Amyotrophic lateral sclerosis (ALS) is a neurodegenerative disorder characterized by progressive muscle weakness, paralysis, and death. Although its neuropathology is well investigated, currently, effective treatments are unavailable. The mechanism of ALS involves the aggregation and accumulation of several mutant proteins, including mutant copper‑zinc superoxide dismutase (SOD1), TAR DNA binding protein 43 kDa (TDP-43) and fused in sarcoma (FUS) proteins. Previous reports have shown that excessive oxidative stress, associated with mitochondrial dysfunction and mutant protein accumulation, contributes to ALS pathology. The present study focuses on the promotion of SOD1 misfolding and aggregation by oxidative stress. Having recently synthesized novel organic gem-dihydroperoxides (DHPs) with high anti-oxidant activity, we now examined whether DHPs reduce the mutant SOD1-induced intracellular aggregates involved in oxidative stress. We found that, among DHPs, 12AC2O significantly inhibited mutant SOD1-induced cell death and reduced the intracellular mutant SOD1 aggregates. Moreover, immunofluorescence staining with redox-sensitive dyes showed that 12AC2O reduced the excessive level of intracellular mutant SOD1-induced reactive oxygen species (ROS). Additionally, ESR analysis showed that 12AC2O exerts a direct scavenging effect against the hydroxyl radical (OH) and the superoxide anion (O₂₋). These results suggest that 12AC2O is a very useful agent in combination with other agents against ALS.

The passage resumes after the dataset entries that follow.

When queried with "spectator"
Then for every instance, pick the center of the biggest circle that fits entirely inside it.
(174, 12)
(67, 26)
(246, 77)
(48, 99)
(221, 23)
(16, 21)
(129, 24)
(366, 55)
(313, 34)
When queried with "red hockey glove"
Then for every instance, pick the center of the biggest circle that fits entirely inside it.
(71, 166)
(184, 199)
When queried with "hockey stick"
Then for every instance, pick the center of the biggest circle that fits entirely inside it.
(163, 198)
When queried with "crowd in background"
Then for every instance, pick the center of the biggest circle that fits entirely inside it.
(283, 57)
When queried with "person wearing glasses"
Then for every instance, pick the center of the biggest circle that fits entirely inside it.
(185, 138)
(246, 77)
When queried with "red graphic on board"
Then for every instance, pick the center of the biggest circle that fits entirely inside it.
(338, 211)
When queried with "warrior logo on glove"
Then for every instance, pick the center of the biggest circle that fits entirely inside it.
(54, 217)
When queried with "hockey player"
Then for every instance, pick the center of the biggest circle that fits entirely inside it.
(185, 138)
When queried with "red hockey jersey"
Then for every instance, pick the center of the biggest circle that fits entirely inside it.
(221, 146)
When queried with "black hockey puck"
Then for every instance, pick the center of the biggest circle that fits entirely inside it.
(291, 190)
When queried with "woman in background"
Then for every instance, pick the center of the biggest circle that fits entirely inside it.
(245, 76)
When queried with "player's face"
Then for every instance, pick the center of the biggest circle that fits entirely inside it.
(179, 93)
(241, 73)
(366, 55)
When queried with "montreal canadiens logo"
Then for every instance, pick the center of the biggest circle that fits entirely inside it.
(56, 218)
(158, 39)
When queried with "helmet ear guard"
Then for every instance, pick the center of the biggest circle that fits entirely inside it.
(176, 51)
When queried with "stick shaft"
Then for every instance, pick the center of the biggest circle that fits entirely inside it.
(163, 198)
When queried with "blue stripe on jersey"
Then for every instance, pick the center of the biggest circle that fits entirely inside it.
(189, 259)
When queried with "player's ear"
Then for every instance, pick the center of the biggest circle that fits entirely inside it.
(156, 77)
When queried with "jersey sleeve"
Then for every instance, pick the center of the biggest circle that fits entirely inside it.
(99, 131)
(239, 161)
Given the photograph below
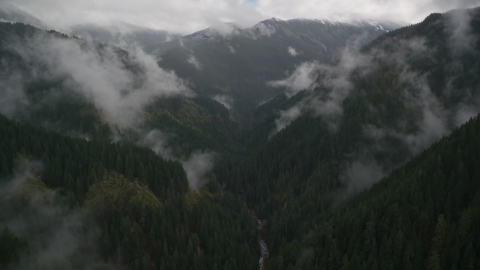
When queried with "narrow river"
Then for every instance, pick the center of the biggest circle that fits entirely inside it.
(263, 246)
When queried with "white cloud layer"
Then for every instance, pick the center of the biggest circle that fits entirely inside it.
(186, 16)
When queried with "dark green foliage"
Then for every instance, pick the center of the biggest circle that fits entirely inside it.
(138, 231)
(424, 215)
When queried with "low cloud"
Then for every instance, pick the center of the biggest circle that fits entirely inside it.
(302, 78)
(58, 237)
(194, 62)
(292, 51)
(197, 166)
(158, 142)
(119, 84)
(225, 100)
(462, 38)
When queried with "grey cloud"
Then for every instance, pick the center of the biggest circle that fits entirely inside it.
(194, 62)
(462, 38)
(196, 166)
(58, 237)
(302, 78)
(225, 100)
(99, 75)
(361, 174)
(158, 142)
(292, 51)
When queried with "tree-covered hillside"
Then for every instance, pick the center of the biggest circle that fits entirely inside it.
(371, 112)
(137, 210)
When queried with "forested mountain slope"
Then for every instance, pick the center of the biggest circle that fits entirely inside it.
(238, 63)
(114, 205)
(369, 113)
(101, 92)
(423, 215)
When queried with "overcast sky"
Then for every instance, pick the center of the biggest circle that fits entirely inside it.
(187, 16)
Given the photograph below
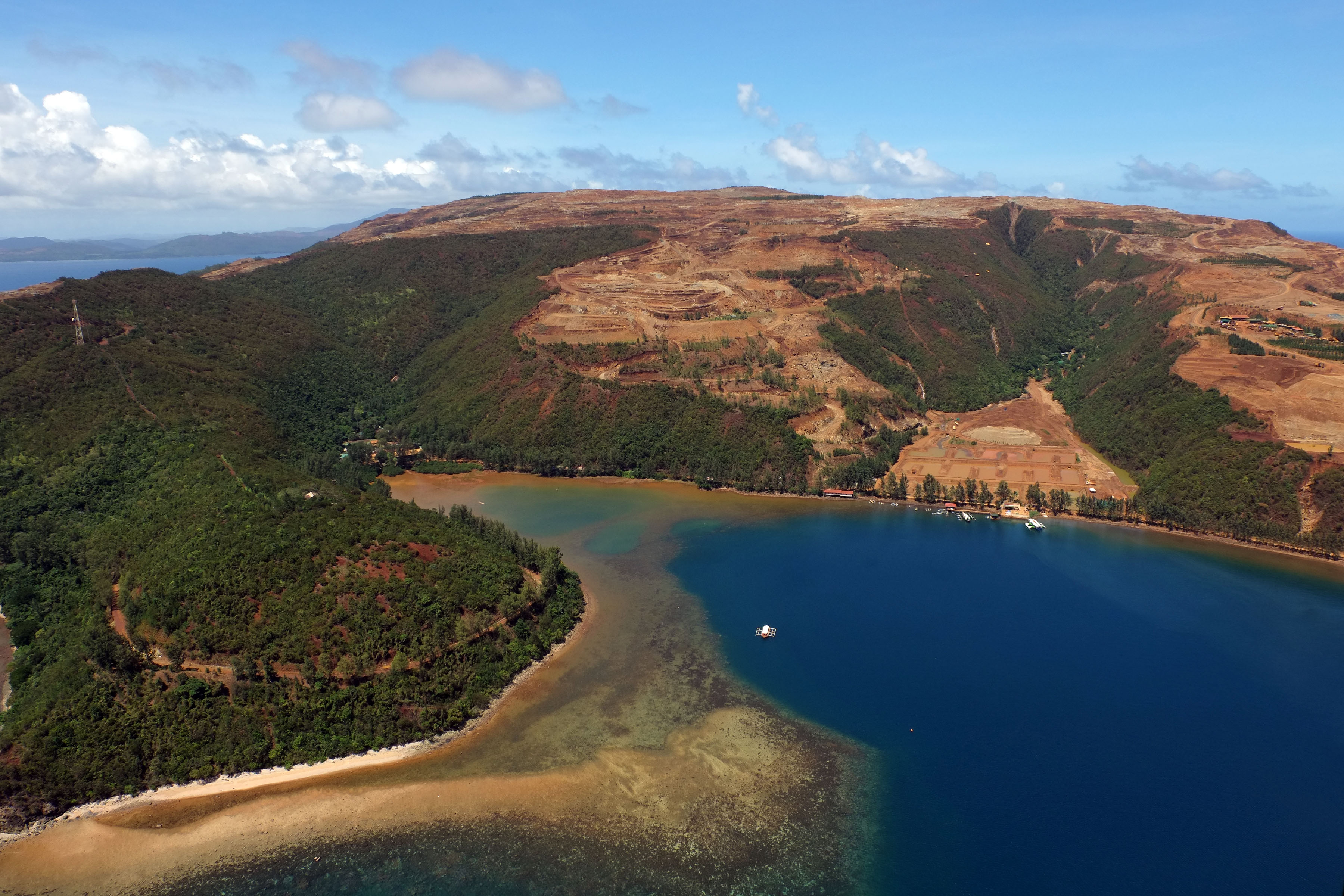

肌萎缩性侧索硬化症（ALS）是一种神经退行性疾病，其特征是进行性肌肉无力，麻痹和死亡。尽管对其神经病理学进行了充分的研究，但目前尚无有效的治疗方法。ALS的机制涉及几种突变蛋白的聚集和积累，包括突变铜锌超氧化物歧化酶（SOD1），TAR DNA结合蛋白43 kDa（TDP-43）和融合在肉瘤（FUS）蛋白中。先前的报道表明，与线粒体功能障碍和突变蛋白积聚相关的过度氧化应激可导致ALS病理。本研究的重点是通过氧化应激促进SOD1错折叠和聚集。最近合成了具有高抗氧化活性的新型有机宝石二氢过氧化物（DHP），我们现在检查了DHPs是否能减少突变型SOD1诱导的细胞内聚集体的氧化应激。我们发现，在DHP中，12AC2O显着抑制了突变型SOD1诱导的细胞死亡并减少了细胞内突变型SOD1的聚集。此外，氧化还原敏感染料的免疫荧光染色表明12AC2O减少了细胞内突变型SOD1诱导的活性氧（ROS）的过量水平。此外，ESR分析表明12AC2O对羟基自由基具有直接清除作用（氧化还原敏感染料的免疫荧光染色显示12AC2O减少了细胞内突变型SOD1诱导的活性氧（ROS）的过量水平。此外，ESR分析表明12AC2O对羟基自由基具有直接清除作用（氧化还原敏感染料的免疫荧光染色显示12AC2O减少了细胞内突变型SOD1诱导的活性氧（ROS）的过量水平。此外，ESR分析表明12AC2O对羟基自由基具有直接清除作用（OH）和超氧阴离子（O _{2 -} ）。这些结果表明，12AC2O与其他抗ALS药物联合使用是非常有用的药物。